Lewis Hamilton admits that he simply wasn't lucky enough to drive a series of dominant F1 cars that could have yielded multiple world titles during his six-year spell with McLaren.

The Briton, who claimed the crown in only his second year in the top flight, has since had to watch as Sebastian Vettel erased his name from a lot of entries in the F1 record book, and could this year become the youngest three-time champion if he manages to build on the six-point lead established with victory in Korea two weekends ago. Despite making his F1 debut midway through the 2007 season, and spending his first full season with Toro Rosso, Vettel has already surpassed Hamilton's tally of 20 race wins, and looks likely to add to his 25 victories before 2012 is out.
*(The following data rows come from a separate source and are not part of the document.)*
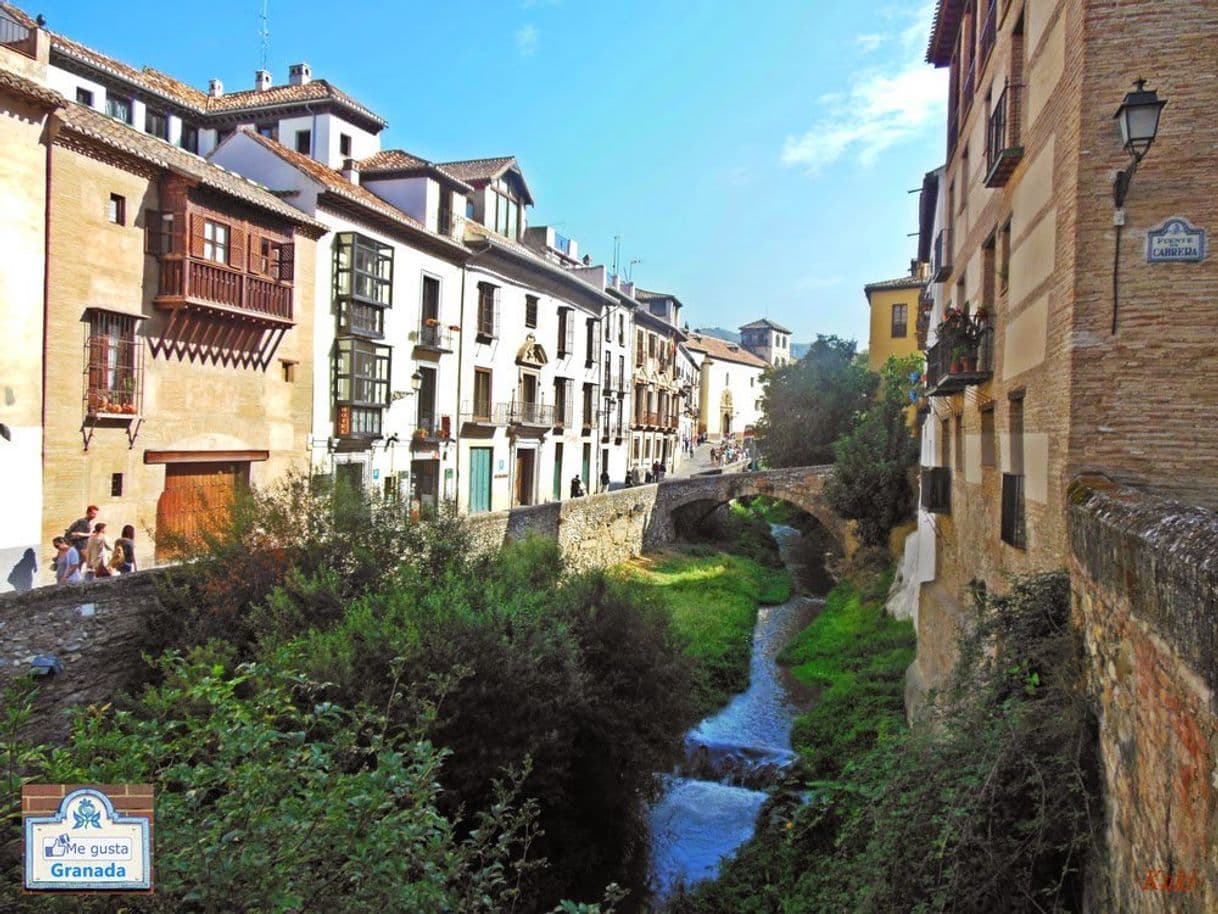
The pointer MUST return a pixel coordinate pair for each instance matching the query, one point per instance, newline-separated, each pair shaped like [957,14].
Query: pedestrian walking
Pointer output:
[96,556]
[78,534]
[67,562]
[123,561]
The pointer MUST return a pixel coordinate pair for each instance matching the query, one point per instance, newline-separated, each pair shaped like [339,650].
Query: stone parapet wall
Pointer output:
[1145,589]
[98,633]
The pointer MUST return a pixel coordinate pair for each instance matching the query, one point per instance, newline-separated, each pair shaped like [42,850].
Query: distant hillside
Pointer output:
[798,350]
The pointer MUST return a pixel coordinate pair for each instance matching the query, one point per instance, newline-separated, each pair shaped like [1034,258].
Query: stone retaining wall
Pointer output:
[1145,589]
[98,633]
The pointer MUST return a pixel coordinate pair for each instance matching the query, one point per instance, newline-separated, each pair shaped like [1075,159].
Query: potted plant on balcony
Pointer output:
[957,358]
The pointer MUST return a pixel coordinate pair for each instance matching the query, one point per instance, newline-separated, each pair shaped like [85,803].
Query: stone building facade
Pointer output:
[174,350]
[1067,363]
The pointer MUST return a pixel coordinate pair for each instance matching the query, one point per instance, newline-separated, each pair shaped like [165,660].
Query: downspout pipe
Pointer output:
[461,358]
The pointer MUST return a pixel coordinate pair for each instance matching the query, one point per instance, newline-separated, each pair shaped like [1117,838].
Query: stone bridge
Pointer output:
[601,530]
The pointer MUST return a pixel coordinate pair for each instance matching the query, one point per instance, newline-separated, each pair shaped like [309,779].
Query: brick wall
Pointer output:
[96,630]
[1145,583]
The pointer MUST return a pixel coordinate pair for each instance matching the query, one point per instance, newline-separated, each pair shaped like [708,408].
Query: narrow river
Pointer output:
[709,807]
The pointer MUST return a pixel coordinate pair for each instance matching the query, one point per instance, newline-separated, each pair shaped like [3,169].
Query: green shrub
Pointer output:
[271,798]
[992,809]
Despite being a race winner in each of his seasons in F1, Hamilton has yet to better fourth place in the championship since claiming the 2008 crown, and leaves McLaren at the end of the year in search of pastures new at Mercedes.

While his 2007 debut campaign still provides Hamilton with multiple landmarks in the sport, the lack of another championship continues to chafe, particularly as he has had to watch Vettel enjoy the benefit of Red Bull's relationship with designer Adrian Newey.
"I'm very sad that we've not been able to win another world championship," he admitted to an audience at a Vodafone event in Delhi, "I feel that, as a team, we are good enough to have done so, and I feel that I'm good enough to have done so. However, for whatever reason, it hasn't happened."
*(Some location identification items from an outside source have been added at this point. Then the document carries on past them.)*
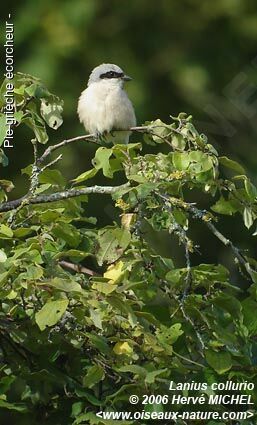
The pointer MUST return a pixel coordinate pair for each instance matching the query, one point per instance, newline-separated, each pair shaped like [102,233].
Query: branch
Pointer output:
[203,216]
[76,268]
[52,148]
[93,139]
[53,197]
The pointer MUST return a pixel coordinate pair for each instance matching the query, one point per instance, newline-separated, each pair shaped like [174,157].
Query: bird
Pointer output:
[104,107]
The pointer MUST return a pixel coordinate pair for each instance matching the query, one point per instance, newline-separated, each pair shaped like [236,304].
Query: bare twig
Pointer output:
[58,196]
[66,142]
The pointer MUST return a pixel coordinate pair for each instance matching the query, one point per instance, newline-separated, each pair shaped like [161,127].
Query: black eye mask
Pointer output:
[112,74]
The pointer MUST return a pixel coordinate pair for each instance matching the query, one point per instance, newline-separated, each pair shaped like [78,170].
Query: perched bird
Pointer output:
[104,106]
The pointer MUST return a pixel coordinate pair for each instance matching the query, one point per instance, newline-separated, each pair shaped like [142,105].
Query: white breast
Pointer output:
[106,107]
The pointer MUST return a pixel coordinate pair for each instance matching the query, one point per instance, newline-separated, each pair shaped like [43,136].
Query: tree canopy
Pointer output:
[92,313]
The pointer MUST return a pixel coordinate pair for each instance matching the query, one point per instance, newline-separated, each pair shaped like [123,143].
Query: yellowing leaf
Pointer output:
[115,272]
[104,287]
[122,348]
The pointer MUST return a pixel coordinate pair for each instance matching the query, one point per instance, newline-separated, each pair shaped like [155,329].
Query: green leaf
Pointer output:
[251,190]
[3,158]
[3,128]
[180,160]
[13,406]
[150,377]
[51,111]
[135,369]
[250,320]
[222,206]
[248,217]
[51,313]
[68,233]
[52,176]
[3,256]
[104,287]
[112,243]
[94,375]
[38,127]
[62,284]
[86,175]
[220,361]
[229,303]
[101,161]
[6,231]
[169,335]
[233,165]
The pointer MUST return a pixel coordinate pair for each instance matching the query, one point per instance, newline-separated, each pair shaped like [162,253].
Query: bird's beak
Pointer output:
[126,78]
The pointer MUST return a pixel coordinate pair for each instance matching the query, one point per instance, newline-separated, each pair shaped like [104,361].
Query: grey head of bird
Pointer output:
[108,72]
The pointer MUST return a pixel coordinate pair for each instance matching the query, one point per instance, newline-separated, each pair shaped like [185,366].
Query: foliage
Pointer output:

With Vettel locked in combat with Fernando Alonso for this year's title, it might be expected that Hamilton would refrain from taking sides, but the Briton insists that the Spaniard - despite their tempestuous 2007 relationship at McLaren - would be the more deserving champion. While that could be taken as a touch of jealousy as he watches Vettel enhance his place in the sport's history, it is more likely that Hamilton still feels that Alonso is the only driver in the sport operating on his own level.
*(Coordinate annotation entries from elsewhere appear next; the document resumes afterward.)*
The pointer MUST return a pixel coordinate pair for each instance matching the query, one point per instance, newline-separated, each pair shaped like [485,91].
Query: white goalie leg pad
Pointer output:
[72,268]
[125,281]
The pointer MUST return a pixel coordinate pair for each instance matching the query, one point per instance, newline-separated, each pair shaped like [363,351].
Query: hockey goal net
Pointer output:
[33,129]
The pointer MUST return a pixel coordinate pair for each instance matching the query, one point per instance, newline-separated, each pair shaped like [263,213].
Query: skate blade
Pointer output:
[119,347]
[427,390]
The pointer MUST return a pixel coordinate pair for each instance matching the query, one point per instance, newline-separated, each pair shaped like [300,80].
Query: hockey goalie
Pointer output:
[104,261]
Any possible head-to-head between the Briton and his rivals, however, was effectively scuppered over the past three races where, despite finishing a hobbled fifth in Japan, his McLaren retired from the lead in Singapore and limped to a solitary point in Korea, leaving Hamilton with a mountain to climb over the final four rounds before he departs Woking for Brackley.

"I wasn't as lucky as Sebastian has been to have a car that's dominant the year [after winning a title]," he conceded, "Realistically, we are too far away to win the drivers' title [this year].

"If we did, through some kind of miracle, then I'll eat my words but, for the rest of the year, it's just to try and help the team win the constructors' championship."